Although I participate in blogs I prefer to deal in facts instead opinions. Unless the opinions are about things that don’t matter like gum or finger puppets or how I think Geraldine Ferraro is still pretty hot for a lady of her age. Accordingly, when I spend more time wandering on the mall than I should/the park service is comfortable with, I’m often wanting to turn to tourists and say” In fact, the monument was completed in two stages because they had to wait for more meteorites to be mined from the Artic. And while its 555 feet tall, it has a basement that extends another 200!” Or “It’s the old Lock House from way back when the C&O canal cut across the Mall so rich Virginians could sail through the city and see baseball games at Griffith Stadium. It was one of the city’s first public transportation failures and part of a tradition that carries on today.” Then I give them incorrect directions to the closest metro station. As a DC native, I feel it’s my job to educate the outside public.
When we were in Oregon, however, I was out of my element. While we were stopped at a scenic ocean overlook, a young girl looking through those coin operated binoculars asked her dad what caused waves. He said he didn’t know. Then she asked her mom. She didn’t know, either.
I, on the other hand, played football in college.
And that fact afforded me the opportunity to sign up for all the easiest classes including so many geology courses that it was almost my major. I took two levels of oceanography. I know exactly what causes waves and can explain it correctly and succinctly in less than 15 seconds.

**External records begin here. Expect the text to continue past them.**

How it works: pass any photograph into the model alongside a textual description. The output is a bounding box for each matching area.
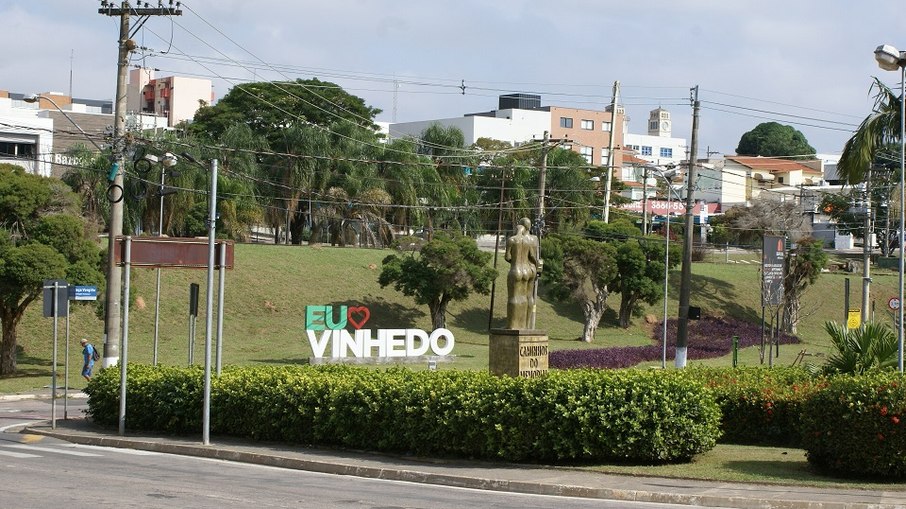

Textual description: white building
[389,102,551,147]
[623,108,689,166]
[0,92,54,177]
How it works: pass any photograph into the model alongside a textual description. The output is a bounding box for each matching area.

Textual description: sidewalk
[15,419,906,509]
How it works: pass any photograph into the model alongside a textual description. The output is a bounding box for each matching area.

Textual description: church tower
[648,108,672,138]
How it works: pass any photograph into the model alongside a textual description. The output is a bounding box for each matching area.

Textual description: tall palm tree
[837,78,900,185]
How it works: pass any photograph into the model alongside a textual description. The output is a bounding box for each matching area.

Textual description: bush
[86,365,720,463]
[685,367,826,447]
[802,371,906,479]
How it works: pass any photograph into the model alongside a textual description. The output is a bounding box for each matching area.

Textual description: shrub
[86,365,720,463]
[685,367,826,447]
[802,371,906,479]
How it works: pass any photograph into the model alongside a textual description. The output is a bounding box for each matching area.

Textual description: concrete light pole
[875,44,906,373]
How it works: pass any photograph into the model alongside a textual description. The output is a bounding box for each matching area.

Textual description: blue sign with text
[69,286,98,300]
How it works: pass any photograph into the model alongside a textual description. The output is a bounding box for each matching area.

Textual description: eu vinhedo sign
[305,306,453,359]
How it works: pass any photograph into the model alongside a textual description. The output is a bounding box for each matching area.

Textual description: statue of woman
[504,217,540,329]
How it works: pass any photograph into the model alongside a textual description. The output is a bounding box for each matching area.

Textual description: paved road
[0,433,724,509]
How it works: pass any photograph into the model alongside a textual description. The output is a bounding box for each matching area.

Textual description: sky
[0,0,906,157]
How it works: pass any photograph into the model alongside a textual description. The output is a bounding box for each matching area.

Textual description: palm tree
[837,78,900,185]
[823,322,899,375]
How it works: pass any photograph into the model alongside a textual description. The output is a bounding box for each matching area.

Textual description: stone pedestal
[488,329,549,378]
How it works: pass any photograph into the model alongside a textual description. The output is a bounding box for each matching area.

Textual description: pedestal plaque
[488,329,549,378]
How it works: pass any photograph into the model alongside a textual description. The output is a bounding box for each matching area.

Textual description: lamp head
[875,44,906,71]
[161,152,179,168]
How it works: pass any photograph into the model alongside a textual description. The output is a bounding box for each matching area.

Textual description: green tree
[189,78,381,144]
[736,122,815,157]
[0,164,103,375]
[783,238,827,334]
[541,235,617,343]
[378,233,497,329]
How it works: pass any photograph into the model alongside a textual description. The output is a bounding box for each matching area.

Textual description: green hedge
[685,367,826,447]
[802,371,906,478]
[86,364,720,463]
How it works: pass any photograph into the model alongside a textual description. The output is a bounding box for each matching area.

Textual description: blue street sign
[69,286,98,300]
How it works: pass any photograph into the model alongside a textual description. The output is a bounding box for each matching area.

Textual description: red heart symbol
[346,306,371,330]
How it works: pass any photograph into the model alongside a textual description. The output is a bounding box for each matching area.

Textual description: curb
[24,427,903,509]
[0,389,88,401]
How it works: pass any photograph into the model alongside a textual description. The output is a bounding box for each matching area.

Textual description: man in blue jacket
[79,338,94,382]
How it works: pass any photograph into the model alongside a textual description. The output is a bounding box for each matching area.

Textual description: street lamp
[22,94,104,152]
[875,44,906,373]
[655,169,679,369]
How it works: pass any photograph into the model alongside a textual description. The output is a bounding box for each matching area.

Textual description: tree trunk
[0,313,22,375]
[783,295,802,334]
[580,288,607,343]
[428,298,447,330]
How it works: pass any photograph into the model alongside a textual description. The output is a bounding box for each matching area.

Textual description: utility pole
[529,131,571,329]
[862,166,871,324]
[529,131,551,329]
[604,81,622,223]
[98,0,182,368]
[642,165,648,235]
[674,85,701,368]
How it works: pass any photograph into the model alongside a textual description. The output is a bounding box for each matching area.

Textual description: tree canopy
[378,234,497,329]
[736,122,815,157]
[189,78,381,148]
[0,164,103,375]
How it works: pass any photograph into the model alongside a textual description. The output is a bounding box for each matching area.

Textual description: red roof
[724,156,821,174]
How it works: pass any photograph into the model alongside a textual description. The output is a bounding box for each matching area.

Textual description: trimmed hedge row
[86,364,720,463]
[685,367,827,447]
[801,371,906,478]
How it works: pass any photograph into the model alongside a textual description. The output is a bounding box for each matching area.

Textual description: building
[126,68,214,129]
[389,94,623,173]
[0,91,113,177]
[623,108,689,166]
[697,156,824,209]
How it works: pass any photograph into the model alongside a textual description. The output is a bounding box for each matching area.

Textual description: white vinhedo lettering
[305,328,455,359]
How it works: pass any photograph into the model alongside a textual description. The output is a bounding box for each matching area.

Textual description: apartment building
[126,68,214,127]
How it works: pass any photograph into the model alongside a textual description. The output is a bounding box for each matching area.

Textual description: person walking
[79,338,94,382]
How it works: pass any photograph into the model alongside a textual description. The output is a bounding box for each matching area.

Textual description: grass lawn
[0,244,897,393]
[0,240,900,490]
[582,444,906,491]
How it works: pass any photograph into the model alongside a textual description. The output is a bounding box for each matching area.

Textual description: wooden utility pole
[675,85,701,368]
[604,81,622,223]
[98,0,182,367]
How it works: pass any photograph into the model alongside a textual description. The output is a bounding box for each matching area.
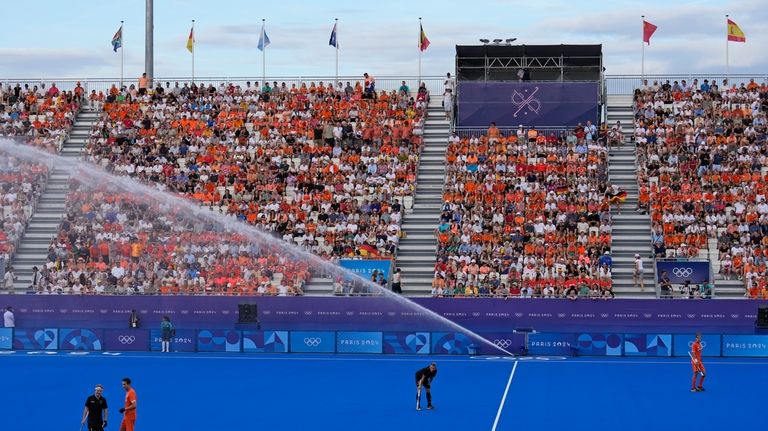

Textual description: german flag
[728,19,747,42]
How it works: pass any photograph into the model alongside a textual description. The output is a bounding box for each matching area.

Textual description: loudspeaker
[237,304,259,323]
[757,305,768,329]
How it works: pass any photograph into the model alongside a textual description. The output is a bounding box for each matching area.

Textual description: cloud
[0,48,111,78]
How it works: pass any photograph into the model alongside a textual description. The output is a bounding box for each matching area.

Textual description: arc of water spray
[0,139,514,356]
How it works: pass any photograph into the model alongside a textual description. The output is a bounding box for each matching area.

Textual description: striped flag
[728,19,747,42]
[328,24,339,48]
[187,27,195,54]
[112,25,123,52]
[643,20,658,45]
[256,23,271,51]
[419,24,429,51]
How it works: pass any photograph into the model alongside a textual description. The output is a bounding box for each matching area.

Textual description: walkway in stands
[13,111,99,293]
[397,97,450,295]
[607,96,656,297]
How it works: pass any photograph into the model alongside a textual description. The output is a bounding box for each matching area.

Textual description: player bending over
[416,362,437,410]
[689,332,707,392]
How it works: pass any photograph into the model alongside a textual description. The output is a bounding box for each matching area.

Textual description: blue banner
[459,82,599,127]
[339,259,392,283]
[432,332,477,355]
[674,334,721,358]
[149,329,197,352]
[624,334,672,356]
[59,329,104,351]
[13,328,59,350]
[528,333,576,356]
[290,331,336,353]
[723,335,768,357]
[103,329,149,352]
[576,333,624,356]
[656,260,709,284]
[243,331,288,353]
[475,332,525,356]
[383,332,430,355]
[197,329,240,352]
[0,328,13,350]
[336,331,383,353]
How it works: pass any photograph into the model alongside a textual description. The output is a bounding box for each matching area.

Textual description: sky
[0,0,768,80]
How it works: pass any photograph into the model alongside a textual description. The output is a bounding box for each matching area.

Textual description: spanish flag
[187,27,195,53]
[419,24,429,51]
[728,18,747,42]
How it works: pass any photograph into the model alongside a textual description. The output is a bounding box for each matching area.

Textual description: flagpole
[120,21,125,89]
[333,18,339,89]
[640,15,645,82]
[725,14,731,82]
[261,18,267,86]
[192,20,196,84]
[416,17,422,89]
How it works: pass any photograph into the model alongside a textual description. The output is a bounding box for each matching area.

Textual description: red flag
[643,20,658,45]
[419,23,429,51]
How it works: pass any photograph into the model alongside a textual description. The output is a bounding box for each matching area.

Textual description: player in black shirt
[81,385,107,431]
[416,362,437,410]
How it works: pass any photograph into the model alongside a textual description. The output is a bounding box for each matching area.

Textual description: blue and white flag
[328,24,339,48]
[257,24,270,51]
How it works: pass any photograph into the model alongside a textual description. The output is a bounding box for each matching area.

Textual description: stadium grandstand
[0,0,768,431]
[1,73,768,298]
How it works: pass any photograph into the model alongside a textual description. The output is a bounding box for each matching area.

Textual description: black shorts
[416,376,430,389]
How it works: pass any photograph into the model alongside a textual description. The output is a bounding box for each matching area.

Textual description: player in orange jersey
[688,332,707,392]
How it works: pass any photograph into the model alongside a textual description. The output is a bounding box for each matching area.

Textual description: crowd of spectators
[0,83,83,270]
[33,77,428,294]
[433,123,619,299]
[634,79,768,297]
[34,182,309,296]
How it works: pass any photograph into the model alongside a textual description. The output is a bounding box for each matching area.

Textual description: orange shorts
[120,417,136,431]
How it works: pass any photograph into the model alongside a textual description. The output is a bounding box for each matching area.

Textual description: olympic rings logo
[672,268,693,278]
[117,335,136,344]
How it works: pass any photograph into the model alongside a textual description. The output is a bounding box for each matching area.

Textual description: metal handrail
[605,73,768,95]
[0,75,445,99]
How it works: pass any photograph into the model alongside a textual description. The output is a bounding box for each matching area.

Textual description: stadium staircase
[606,95,656,298]
[13,110,99,293]
[397,97,450,296]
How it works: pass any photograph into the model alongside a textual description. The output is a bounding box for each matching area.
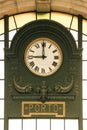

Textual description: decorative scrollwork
[54,77,73,93]
[13,78,32,93]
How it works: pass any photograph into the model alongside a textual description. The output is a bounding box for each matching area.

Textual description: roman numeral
[29,50,34,53]
[52,61,57,67]
[41,68,45,73]
[34,43,40,49]
[27,55,33,59]
[49,67,52,71]
[29,61,35,68]
[54,56,59,60]
[34,66,39,72]
[48,44,52,49]
[53,49,57,53]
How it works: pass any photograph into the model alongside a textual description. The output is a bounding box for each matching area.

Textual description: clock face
[24,38,63,76]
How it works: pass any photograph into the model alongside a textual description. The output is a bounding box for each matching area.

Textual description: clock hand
[42,41,46,60]
[28,55,47,59]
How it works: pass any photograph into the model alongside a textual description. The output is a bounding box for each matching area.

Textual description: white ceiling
[0,0,87,18]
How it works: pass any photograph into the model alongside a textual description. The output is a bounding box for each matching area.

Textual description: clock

And I did. The little girl nodded along understandingly. Her mother thanked me. But her father gave me a look that was so filled with anger that I nearly caught on fire. He straight up murdered me with his eyes for showing his daughter what a dumdum father she had. Also, not as handsome.
Fine. Most folks don’t believe most of the things I say anyway, even though they are mostly non-fiction. I’m just going to go back to making things up or at least telling true stories that are too outrageous to believe.
For instance – I actively allowed someone to cheat off my final exam for that oceanography class. Now, he’s a magician.